На такого подлеца пули-то жалко!

Провокатора повели в балку. Камов скомандовал:

— По провокатору пальба шеренгой! Пли!

Но «барон» крикнул:

Все коммунисты сволочи! — и хотел бежать.

— Пли!

И провокатор, «барон» Мацкерле, упал мертвым. 

ДЕЛА РУК ПРОВОКАТОРСКИХ

Долго не могли успокоиться партизаны, с озлоблением и ненавистью повторяя гнусную исповедь «барона». Спустя несколько дней, мы узнали, что подпольный комитет аре­стован в полном своем составе.

В одной из газет мы прочли маленькую заметку о том, что захвачен комитет большевиков. Во главе военной организации стоял капитан Макаров. Председателем коми­тета был прибывший из Одессы Голубев (Храмцев), кото­рый пытался бежать из кордегардии контр-разведки и выбросился из третьего этажа, но сломал ногу и был за­хвачен. По другой версии, т. Голубев отказался давать показания; начальник контр-разведки разбил революцио­неру голову подсвечником и приказал своим чеченцам вы­бросить его с третьего этажа. Цель комитета — оттянуть силы с фронта.

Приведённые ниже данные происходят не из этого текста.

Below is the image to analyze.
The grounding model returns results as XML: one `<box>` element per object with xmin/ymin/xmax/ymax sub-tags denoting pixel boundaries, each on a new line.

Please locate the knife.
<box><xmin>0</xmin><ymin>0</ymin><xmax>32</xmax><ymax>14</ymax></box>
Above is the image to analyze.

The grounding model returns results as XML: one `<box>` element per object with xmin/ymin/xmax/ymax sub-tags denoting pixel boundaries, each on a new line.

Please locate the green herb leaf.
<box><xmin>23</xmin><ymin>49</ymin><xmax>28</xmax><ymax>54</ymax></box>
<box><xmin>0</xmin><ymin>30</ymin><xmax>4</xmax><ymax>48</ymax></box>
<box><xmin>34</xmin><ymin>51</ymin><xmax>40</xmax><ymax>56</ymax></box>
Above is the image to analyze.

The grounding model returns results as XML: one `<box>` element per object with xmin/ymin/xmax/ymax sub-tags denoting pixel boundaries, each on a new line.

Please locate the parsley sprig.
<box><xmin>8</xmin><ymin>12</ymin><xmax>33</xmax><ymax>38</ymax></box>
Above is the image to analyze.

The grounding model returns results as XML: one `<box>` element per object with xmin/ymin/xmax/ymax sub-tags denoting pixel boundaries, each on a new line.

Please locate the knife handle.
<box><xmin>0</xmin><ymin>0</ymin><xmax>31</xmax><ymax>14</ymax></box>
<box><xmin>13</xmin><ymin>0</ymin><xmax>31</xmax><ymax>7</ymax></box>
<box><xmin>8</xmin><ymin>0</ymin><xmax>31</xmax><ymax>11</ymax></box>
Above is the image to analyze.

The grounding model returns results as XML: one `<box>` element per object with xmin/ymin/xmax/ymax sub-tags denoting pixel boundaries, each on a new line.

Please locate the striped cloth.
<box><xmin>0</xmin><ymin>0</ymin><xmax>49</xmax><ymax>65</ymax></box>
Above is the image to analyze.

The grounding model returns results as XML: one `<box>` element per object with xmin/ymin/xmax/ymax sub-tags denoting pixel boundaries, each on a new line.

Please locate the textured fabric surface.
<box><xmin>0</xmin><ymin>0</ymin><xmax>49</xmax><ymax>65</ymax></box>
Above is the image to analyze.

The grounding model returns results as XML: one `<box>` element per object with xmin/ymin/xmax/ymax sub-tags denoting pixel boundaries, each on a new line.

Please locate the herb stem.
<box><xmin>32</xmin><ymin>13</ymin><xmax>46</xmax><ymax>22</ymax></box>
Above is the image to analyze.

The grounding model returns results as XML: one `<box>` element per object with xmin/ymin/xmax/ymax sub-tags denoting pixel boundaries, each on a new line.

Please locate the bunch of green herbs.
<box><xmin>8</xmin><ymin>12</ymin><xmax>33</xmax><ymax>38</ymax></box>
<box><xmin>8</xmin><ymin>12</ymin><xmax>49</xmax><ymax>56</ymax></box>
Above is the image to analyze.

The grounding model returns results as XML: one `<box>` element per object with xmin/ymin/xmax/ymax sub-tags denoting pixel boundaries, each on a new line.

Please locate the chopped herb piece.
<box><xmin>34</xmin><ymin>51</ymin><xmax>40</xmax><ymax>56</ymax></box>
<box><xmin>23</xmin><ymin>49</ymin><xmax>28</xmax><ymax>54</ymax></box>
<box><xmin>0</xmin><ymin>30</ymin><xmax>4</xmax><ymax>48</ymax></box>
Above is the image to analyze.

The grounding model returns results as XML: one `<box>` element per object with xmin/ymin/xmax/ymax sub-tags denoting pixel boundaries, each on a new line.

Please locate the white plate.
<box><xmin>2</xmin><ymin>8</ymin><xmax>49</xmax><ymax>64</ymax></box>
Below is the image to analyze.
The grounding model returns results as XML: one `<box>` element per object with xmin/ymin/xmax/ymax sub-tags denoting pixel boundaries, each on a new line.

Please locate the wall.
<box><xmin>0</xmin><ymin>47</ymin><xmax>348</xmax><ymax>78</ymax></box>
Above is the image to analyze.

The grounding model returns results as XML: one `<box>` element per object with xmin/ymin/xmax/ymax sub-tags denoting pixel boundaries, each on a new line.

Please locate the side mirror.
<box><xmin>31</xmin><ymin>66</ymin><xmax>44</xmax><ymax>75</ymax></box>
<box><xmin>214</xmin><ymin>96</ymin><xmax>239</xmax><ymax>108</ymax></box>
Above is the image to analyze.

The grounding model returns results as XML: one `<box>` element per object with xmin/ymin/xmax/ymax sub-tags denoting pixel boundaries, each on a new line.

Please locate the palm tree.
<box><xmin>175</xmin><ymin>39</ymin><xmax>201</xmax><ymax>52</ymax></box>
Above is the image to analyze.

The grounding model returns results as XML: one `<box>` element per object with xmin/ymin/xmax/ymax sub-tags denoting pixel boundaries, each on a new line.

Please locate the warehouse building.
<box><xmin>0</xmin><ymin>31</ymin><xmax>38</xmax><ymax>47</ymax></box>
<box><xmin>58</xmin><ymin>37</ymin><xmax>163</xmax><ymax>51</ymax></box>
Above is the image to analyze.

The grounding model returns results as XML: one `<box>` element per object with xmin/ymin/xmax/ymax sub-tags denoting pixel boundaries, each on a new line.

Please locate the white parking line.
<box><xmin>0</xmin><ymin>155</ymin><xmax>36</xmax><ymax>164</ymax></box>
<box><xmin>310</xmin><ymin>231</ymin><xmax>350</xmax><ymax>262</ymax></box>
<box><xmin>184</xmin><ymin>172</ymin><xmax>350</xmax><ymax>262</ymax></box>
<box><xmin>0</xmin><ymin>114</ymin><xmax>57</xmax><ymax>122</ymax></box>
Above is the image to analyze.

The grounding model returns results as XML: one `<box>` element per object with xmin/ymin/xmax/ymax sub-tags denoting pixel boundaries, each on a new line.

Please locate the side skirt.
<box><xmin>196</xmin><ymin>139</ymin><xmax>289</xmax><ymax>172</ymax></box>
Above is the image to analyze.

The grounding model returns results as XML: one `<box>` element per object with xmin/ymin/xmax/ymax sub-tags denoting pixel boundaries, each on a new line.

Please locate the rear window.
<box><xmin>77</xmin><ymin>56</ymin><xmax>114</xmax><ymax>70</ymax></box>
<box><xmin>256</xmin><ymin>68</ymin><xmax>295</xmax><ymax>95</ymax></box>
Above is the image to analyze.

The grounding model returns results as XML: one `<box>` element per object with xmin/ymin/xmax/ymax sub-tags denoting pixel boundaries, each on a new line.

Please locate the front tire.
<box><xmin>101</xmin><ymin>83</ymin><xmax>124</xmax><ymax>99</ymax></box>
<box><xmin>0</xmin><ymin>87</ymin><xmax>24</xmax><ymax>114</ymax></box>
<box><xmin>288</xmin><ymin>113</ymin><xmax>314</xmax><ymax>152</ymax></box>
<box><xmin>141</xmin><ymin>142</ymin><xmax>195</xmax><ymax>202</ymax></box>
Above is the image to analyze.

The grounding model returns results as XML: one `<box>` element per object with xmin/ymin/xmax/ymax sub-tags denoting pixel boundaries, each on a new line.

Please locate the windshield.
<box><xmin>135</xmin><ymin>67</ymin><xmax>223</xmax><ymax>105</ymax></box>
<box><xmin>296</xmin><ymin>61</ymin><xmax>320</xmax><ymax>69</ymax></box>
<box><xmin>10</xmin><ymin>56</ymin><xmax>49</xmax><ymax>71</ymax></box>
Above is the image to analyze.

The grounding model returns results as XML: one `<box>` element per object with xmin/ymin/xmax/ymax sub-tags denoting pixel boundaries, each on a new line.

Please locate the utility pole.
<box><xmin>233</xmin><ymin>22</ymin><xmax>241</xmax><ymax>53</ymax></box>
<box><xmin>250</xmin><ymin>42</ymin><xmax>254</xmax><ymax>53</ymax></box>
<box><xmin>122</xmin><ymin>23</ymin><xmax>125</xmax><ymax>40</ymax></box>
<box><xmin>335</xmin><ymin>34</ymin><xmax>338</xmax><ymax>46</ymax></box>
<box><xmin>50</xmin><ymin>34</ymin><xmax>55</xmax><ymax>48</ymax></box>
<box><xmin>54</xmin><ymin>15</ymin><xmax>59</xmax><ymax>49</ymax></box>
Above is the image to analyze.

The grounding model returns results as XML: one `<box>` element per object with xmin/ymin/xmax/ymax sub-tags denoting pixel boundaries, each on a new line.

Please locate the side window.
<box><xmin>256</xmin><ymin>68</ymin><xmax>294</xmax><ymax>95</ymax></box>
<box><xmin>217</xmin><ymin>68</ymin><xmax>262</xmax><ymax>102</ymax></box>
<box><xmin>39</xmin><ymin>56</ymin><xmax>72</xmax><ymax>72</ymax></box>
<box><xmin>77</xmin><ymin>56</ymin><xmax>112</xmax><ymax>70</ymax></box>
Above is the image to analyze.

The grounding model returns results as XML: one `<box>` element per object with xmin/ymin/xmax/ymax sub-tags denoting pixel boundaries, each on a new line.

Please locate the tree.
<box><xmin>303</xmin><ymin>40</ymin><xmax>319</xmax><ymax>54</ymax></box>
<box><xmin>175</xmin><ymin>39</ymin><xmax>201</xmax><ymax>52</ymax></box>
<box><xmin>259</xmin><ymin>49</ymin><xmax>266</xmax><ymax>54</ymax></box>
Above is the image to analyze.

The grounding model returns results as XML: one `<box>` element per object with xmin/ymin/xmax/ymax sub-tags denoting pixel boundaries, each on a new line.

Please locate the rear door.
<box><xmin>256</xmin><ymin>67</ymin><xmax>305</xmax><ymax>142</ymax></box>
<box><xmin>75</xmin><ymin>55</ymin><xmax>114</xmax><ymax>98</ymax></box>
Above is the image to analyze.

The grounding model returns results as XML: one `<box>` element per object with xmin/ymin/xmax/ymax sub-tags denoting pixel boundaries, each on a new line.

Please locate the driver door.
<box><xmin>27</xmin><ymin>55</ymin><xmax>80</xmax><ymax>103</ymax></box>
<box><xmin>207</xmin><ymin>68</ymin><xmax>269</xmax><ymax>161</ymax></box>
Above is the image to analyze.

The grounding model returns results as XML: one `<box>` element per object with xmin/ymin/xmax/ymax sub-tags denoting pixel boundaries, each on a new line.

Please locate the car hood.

За такое короткое время провалились три больших под­польных организации! Товарищ В. И. Голубев (П. С. Храм­цев) прибыл в Крым от ЦК РКП(б) для подпольной работы среди войск Врангеля и связи с зелеными. Всего ЦК ко­мандировал тринадцать человек, но в Крым попало лишь трое. Двоих из них расстреляла евпаторийская контр-разведка. Лишь товарищ Голубев пробрался в Севастополь.

Если бы этот комитет просуществовал до июня месяца, в Крыму произошел бы переворот. Тов. Голубев построил комитет после провала организации т. Шестакова; уце­левшие члены организации, Замураев и Кривохижин, орга­низовали побег тт. Николаенко, Сердюка, П. Иванова и Александровского (Васильева). Комитет отлично знал, что очень трудно работать в городах, с ненадежными людьми, поэтому Голубев взял правильный путь, ориентируясь на повстанческое движение в горах и лесах Крыма. Главным сподвижником его в этой работе являлся т. Цыганков, у которого на Зеленой Горке, в собственном доме, была главная явочная квартира с паролем от краснозеленых — «зеленая ветка», ответный пароль организации — «Бона­парт».

Непосредственную связь с краснозелеными вел т. Гудар; он же работал по хищению оружия из артиллерийских

складов, держа с ними тесную связь, так как сам числился на службе в Артшколе.

Мы только-что должны были получить несколько пуле­метов и достаточное количество патронов. Комитет пред­полагал пополнить наш отряд. Мой отряд должен был прибыть из Севастополя к моменту выступления, в первых числах июня, и захватить штаб Врангеля. На судах, кроме крейсера «Кагул», все было подготовлено к перевороту. В ведении комитета находились коммунисты и надежные товарищи: Фирсов, Разин, Николаенко, Анокон, Алексан­дров, Литвинов, Нестеренко, Телипалов, Пронин, Дерябин, Третьяков, Наумов, Киселев, Иван, Олейников, Пасхали, Дерябин, Кашенкова, Иван Волобуев, Аничкин, Старосель­ская и др. И вдруг, в последний момент, арестовали т. Бо­рисова. Характерно отметить, что расстрелянный нами провокатор «барон» Мацкерле бывал у Губаренки. Жена товарища подверглась допросу контр-разведки и прямо поразилась подробностями одного разговора, про который знал только «барон» Мацкерле. Провокатор захаживал и к Борисову. Тов. Цыганкова контр-разведка захватила дома. Спасая записку военкома отряда краснозеленых Камова (Орлова), которая лежала в кармане, Цыганков уда­рил офицера в грудь. Офицер выстрелил в него в упор. Тов. Цыганков побежал, но получил еще несколько ране­ний. Обливаясь кровью, он упал. Офицеры контр-разведки стали бить его прикладами и ногами. Цыганков потерял сознание. После долгого издевательства, охранники оста­вили свою жертву со словами: «Собаке — собачья смерть!».